HDF5 File Format

HDF5 is a file format for storing large amounts of data. Like XML, HDF5 merely describes a format for storing information such as arrays. Hence, to define a format to store trajectories in HDF5, we must define exactly how our data will be stored.

The following format is an extension of the MDTraj trajectory format, as defined here. See that article for the reasoning behind the choice of format.

NarupaTools Trajectory 1.0

The NarupaTools 1.0 trajectory format is a superset of the MDTraj trajectory 1.1 convention.

Global Attributes

  • conventions (required): Space/comma separated list of tokens defining conventions followed by the file. MDTraj requires that ‘Pande’ be one of the conventions present. NarupaTools additionally requires that ‘NarupaTools’ also be present to indicate a trajectory adheres to this standard.

  • conventionVersion (required): Should be set to “1.1” to indicate the convention version for MDTraj.

  • narupaToolsConventionVersion (required): Should be set to “1.0”, to indicate the convention version for narupatools.

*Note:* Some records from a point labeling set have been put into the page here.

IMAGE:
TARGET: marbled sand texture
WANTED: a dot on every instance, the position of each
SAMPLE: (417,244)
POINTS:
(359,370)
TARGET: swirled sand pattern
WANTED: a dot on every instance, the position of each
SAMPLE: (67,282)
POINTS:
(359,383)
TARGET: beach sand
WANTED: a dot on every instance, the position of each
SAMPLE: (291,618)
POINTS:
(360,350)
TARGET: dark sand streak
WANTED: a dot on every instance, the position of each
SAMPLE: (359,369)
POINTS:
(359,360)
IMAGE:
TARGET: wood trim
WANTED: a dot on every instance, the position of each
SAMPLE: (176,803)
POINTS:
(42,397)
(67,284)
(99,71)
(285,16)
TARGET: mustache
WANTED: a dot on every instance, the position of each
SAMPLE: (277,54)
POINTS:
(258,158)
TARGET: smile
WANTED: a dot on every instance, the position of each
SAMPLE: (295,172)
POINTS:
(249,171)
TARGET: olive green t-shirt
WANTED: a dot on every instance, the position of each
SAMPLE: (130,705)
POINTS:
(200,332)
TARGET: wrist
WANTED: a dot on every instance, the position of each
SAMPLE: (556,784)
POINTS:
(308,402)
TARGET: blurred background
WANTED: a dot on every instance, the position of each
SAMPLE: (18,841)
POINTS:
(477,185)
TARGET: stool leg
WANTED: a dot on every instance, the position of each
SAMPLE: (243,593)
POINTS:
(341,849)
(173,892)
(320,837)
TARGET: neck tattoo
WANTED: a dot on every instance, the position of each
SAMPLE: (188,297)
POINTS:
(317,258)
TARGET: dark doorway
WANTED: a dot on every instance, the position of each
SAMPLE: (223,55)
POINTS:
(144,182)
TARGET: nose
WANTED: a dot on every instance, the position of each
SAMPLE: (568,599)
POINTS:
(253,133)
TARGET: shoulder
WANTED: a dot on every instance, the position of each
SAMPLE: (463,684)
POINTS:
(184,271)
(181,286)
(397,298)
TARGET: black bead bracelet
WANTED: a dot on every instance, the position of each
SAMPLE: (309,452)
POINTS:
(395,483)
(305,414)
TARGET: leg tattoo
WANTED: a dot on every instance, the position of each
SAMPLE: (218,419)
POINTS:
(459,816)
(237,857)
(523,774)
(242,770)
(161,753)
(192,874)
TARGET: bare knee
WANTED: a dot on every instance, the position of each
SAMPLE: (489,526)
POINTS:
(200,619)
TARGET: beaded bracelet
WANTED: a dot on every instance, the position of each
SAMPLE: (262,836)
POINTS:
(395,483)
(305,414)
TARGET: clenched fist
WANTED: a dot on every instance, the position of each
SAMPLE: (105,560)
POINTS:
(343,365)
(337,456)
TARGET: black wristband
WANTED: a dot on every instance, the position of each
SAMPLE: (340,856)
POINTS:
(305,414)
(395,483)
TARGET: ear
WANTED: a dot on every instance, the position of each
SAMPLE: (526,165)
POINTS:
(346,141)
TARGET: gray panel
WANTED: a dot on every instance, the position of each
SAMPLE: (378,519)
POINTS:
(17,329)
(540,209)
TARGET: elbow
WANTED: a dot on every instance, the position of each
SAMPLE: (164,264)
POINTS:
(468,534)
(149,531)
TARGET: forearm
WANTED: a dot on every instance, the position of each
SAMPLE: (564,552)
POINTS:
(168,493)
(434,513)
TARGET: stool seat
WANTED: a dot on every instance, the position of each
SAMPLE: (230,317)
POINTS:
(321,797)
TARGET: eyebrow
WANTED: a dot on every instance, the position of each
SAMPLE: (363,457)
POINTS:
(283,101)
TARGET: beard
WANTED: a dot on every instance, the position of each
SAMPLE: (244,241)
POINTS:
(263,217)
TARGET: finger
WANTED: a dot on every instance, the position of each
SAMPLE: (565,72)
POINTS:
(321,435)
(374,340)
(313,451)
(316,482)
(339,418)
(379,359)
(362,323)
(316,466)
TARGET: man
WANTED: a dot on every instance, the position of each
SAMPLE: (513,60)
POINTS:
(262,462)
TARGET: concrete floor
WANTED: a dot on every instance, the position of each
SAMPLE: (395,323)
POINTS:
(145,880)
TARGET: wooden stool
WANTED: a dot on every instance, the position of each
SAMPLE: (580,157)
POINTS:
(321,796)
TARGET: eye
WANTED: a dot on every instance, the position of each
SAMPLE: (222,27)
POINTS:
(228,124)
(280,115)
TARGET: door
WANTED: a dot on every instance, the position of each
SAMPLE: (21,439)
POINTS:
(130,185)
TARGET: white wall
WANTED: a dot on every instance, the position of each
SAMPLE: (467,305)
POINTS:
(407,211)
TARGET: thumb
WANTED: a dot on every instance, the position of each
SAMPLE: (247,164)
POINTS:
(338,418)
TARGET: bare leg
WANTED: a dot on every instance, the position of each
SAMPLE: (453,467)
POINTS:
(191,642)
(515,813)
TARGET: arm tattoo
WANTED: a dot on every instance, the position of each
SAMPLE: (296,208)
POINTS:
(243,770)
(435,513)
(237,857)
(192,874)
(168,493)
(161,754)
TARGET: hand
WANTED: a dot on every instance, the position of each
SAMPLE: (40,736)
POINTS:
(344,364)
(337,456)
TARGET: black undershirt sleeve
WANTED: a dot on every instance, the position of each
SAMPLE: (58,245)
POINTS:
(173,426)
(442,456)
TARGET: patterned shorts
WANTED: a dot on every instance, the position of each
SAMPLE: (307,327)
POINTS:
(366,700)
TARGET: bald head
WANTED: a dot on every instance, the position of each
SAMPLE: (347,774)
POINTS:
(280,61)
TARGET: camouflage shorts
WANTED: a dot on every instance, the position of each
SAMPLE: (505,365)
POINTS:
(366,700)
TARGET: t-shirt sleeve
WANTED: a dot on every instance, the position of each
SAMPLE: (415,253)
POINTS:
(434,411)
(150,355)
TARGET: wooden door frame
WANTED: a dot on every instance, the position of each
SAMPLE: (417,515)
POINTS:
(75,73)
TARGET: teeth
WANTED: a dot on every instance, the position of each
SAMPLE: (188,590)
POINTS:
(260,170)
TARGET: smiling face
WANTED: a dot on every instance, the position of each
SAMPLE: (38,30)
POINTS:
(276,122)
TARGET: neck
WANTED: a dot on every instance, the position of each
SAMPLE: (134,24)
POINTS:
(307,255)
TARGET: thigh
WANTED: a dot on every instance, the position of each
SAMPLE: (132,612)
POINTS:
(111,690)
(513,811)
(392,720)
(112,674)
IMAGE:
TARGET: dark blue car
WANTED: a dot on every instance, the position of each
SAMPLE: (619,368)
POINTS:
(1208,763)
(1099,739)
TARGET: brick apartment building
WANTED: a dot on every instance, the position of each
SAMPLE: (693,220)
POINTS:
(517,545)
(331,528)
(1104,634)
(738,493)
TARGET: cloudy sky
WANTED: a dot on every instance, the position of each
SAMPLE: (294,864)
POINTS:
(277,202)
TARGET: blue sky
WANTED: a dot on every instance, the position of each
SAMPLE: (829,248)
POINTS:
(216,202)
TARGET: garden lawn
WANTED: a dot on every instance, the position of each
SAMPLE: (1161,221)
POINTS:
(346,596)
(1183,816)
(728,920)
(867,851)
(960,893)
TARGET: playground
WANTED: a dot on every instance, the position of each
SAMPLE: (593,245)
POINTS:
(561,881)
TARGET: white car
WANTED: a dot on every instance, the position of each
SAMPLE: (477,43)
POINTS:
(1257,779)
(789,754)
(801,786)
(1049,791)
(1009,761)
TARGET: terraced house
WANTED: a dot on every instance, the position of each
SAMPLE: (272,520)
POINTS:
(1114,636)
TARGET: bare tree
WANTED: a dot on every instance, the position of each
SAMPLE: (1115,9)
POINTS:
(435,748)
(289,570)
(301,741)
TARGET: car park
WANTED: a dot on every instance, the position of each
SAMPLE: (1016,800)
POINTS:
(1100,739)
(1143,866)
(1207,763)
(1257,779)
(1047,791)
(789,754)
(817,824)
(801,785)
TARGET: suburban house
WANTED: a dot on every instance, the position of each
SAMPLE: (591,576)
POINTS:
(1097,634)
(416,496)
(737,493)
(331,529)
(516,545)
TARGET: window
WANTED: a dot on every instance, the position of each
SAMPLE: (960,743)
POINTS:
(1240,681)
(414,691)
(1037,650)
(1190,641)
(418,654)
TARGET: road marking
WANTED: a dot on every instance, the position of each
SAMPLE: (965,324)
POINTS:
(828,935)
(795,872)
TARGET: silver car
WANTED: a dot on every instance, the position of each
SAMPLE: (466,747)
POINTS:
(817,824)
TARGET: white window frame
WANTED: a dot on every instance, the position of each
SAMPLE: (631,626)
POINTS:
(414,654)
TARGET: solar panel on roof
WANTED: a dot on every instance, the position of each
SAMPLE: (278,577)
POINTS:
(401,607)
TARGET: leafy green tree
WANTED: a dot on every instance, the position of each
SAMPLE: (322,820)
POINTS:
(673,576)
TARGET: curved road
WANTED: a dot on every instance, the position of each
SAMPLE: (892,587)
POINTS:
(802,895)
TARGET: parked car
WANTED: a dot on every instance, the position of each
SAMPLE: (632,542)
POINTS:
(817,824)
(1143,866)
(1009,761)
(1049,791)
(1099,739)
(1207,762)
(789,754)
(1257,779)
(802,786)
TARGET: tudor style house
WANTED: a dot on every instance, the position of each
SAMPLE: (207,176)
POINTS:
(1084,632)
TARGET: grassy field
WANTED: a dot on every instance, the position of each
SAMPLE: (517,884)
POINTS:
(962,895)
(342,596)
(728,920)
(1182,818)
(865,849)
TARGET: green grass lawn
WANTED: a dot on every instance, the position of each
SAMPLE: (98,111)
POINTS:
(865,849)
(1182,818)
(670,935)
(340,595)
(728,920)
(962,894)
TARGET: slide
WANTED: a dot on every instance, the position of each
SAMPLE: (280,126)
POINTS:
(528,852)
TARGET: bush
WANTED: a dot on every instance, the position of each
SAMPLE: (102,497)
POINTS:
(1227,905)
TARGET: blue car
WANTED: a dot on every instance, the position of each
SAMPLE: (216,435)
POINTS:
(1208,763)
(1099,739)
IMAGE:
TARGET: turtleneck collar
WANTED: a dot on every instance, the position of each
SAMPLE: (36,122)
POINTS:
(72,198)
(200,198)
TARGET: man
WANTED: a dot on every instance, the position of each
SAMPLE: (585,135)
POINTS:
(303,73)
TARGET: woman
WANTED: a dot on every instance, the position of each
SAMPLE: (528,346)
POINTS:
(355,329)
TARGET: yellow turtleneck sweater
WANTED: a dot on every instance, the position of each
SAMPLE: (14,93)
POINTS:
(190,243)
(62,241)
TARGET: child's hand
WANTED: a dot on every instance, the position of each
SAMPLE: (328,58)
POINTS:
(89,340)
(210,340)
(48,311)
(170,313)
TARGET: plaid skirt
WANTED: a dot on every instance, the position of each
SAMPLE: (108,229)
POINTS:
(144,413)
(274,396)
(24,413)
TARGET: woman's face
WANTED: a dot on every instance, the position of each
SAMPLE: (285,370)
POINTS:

  • program (required): Name of the creating program or module.

  • programVersion (required): Version of the creating program or module.

Arrays

Within the root group ‘/’ the following arrays can be specified. Each array should have an attribute with the key ‘units’ with a string value specifying the units.

  • coordinates (required): Cartesian coordinates of the particles.

    • Shape: (n_frames, n_atoms, 3)

    • Type: float32

    • Standard Units: ”nanometers”

  • time (optional): Time of each frame.

    • Shape: (n_frames)

    • Type: float32

    • Standard Units: “picoseconds”

  • cell_lengths (optional): Cell lengths of the unit cell. The cell is standardised, with \(a\) lying on the x axis and \(b\) in the x-y plane. The origin of the unit cell lies at \((0,0,0)\). If any dimension is not periodic, then the cell length should be set to 0.

    • Shape: (n_frames, 3)

    • Type: float32

    • Standard Units: “nanometers”

  • cell_angles (optional): Cell angles of the unit cell.

    • Shape: (n_frames, 3)

    • Type: float32

    • Standard Units: “degrees”

  • velocities (optional): Velocities of the particles.

    • Shape: (n_frames, n_atoms, 3)

    • Type: float32

    • Standard Units: ”nanometers/picosecond”

  • forces (optional): Forces on each particle.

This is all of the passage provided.